Summary of regular expressions in Php (1)_PHP tutorial-PHP Tutorial-php.cn

Home

Backend Development

PHP Tutorial

Summary of regular expressions in Php (1)_PHP tutorial

WBOYWBOYWBOYWBOYWBOYWBOYWBOYWBOYWBOYWBOYWBOYWBOYWB

Jul 20, 2016 am 11:13 AM

phponedelimiterCanexistletternumberslashyesconceptmodelregulargrammarremoveNo

1. Concept

The syntax pattern is similar to .

The

delimiter can be any non-alphanumeric, non-numeric, non-whitespace

If the delimiter is used in an expression, it needs to be escaped with a backslash .

Metacharacters

Basic components of a regular expression

/Atoms and metacharacters/Pattern modifiers / The power of regular expressions lies in their ability to include selections and loops within patterns. They are encoded in the schema using metacharacters, which do not represent themselves; they are parsed in some special way.

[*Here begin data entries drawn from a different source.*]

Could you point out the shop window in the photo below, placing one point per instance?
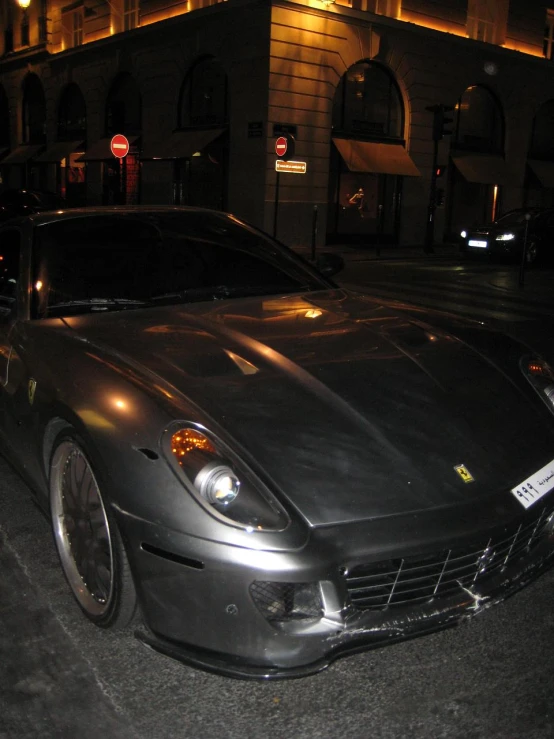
(72, 115)
(130, 14)
(548, 51)
(124, 107)
(542, 139)
(479, 125)
(368, 104)
(33, 111)
(487, 20)
(390, 8)
(204, 95)
(72, 25)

It is divided into two types depending on whether it is inside or outside the square brackets.

1. Metacharacters outside square brackets

Metacharacters (symbols)

元字符(符号)	说明
	一般用于转义字符
^	断言目标的开始位置(或在多行模式下是行首)
$	目标的结束位置(活在多行模式下行尾)
.	匹配除换行符外任何字符(默认时)
[,]	开始,结束字符类定义
\|	开始一个可选分支
( ，)	子组的开始，结尾标记
?	作为量词，表示 0 次或 1 次匹配。位于量词后面用于改变量词的贪婪特性
*	量词，0 次或多次匹配
+	量词，1 次或多次匹配
{ ,}	自定义量词开始标记，结束标记

Description

is generally used to escape characters

元字符	说明
	转义字符
^	仅在作为第一个字符时，表明字符类取反
-	标记字符范围

Assert the start position of the target (or the beginning of the line in multiline mode)

The end position of the target (live at the end of the line in multi-line mode)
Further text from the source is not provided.